Let's do this ordering: $x^2y, x^2, xy, x, y, 1$.
$$
\begin{pmatrix}
\Delta^3 & A\Delta^2 & B\Delta^2 & C\Delta & 0 & 0 \\
0 & N\Delta^2 & 0 & 0 & 0 & 0 \\
0 & 0 & \Delta^2 & A\Delta & B\Delta & C\\
0 & 0 & 0 & N\Delta & 0 & 0 \\
0 & 0 & 0 & 0 & N\Delta & 0 \\
0 & 0 & 0 & 0 & 0 & N
\end{pmatrix},
$$
which has determinant $N^4\Delta^9$, and thus a shortest vector of norm roughly $N^{2/3}\Delta^{3/2}$. This gives us $\Delta < N^{2/9}$ which is worse than the naive version...
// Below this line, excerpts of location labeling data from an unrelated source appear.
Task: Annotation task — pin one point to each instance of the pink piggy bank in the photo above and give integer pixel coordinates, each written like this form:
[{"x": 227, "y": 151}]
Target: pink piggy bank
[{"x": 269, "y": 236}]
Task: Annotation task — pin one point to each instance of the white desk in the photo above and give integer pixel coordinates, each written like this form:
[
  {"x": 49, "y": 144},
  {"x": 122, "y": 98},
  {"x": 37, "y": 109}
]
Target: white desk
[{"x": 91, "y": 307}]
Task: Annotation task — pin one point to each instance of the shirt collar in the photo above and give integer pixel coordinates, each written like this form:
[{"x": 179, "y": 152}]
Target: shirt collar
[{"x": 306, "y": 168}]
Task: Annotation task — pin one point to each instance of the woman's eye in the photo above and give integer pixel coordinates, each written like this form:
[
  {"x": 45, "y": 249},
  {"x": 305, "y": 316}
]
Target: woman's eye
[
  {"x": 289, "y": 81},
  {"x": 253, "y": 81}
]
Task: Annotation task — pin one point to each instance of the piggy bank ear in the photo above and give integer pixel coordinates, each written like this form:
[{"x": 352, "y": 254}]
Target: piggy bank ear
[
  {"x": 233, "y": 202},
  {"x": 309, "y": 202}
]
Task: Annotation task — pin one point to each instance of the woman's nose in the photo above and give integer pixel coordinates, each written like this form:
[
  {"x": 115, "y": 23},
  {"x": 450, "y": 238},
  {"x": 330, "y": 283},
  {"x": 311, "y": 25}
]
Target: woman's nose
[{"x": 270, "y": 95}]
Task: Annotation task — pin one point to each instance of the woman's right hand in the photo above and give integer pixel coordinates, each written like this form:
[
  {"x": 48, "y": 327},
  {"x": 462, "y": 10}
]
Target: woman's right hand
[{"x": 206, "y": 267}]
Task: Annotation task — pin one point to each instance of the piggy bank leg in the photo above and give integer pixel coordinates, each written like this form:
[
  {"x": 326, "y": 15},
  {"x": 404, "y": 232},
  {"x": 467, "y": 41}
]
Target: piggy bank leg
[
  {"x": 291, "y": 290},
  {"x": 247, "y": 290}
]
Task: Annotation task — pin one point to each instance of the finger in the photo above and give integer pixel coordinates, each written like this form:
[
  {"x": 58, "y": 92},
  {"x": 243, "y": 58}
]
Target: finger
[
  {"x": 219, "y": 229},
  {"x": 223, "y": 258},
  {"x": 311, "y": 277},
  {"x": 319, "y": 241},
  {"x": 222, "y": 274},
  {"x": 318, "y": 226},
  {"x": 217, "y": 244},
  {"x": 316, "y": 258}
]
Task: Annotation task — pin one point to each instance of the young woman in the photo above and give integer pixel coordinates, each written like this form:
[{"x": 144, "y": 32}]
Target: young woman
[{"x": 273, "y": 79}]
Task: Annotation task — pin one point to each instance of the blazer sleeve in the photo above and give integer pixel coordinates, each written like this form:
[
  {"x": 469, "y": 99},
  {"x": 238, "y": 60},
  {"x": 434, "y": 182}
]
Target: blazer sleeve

Alright, let's go all-in and do everything up to $x^2y^2$.
We get $f^2 = x^2y^2 + 2Ax^2y + 2Bxy^2 + A^2x^2 + 2(AB+C)xy + B^2y^2 + 2ACx + 2BCy + C^2$.
$$
\begin{pmatrix}
\Delta^4 & 2A\Delta^3 & 2B\Delta^3 & A^2\Delta^2 & 2(AB+C)\Delta^2 & B^2\Delta^2 & 2AC\Delta & 2BC\Delta & C^2\\
0 & \Delta^3 & 0 & A\Delta^2 & B\Delta^2 & 0 & C & 0 & 0\\
0 & 0 & \Delta^3 & 0 & A\Delta^2 & B\Delta^2 & 0 & C & 0\\
0 & 0 & 0 & N\Delta^2 &0&0&0&0&0\\
0 & 0 & 0 & 0 & \Delta^2 & 0 & A\Delta & B\Delta & C\\
0&0&0&0&0&N\Delta^2&0&0&0\\
0&0&0&0&0&0&N\Delta&0&0\\
0&0&0&0&0&0&0&N\Delta&0\\
0&0&0&0&0&0&0&0&N\\
\end{pmatrix},
$$
which has determinant $N^5\Delta^{18}$ for $\Delta < N^{2/9}$ which is the same as before.
But... if we add in $xyf$ in there, we can remove a factor of $N$, which makes it $N^4\Delta^{18}<N^9 \implies N^{5/18}$. (This corresponds to the $m=2$ case.)
Yeah, this seems to work pretty well. If we push this up to $m=7$ as per the paper, then we get a 64x64 matrix which will give us $\Delta < N^{5/16}$.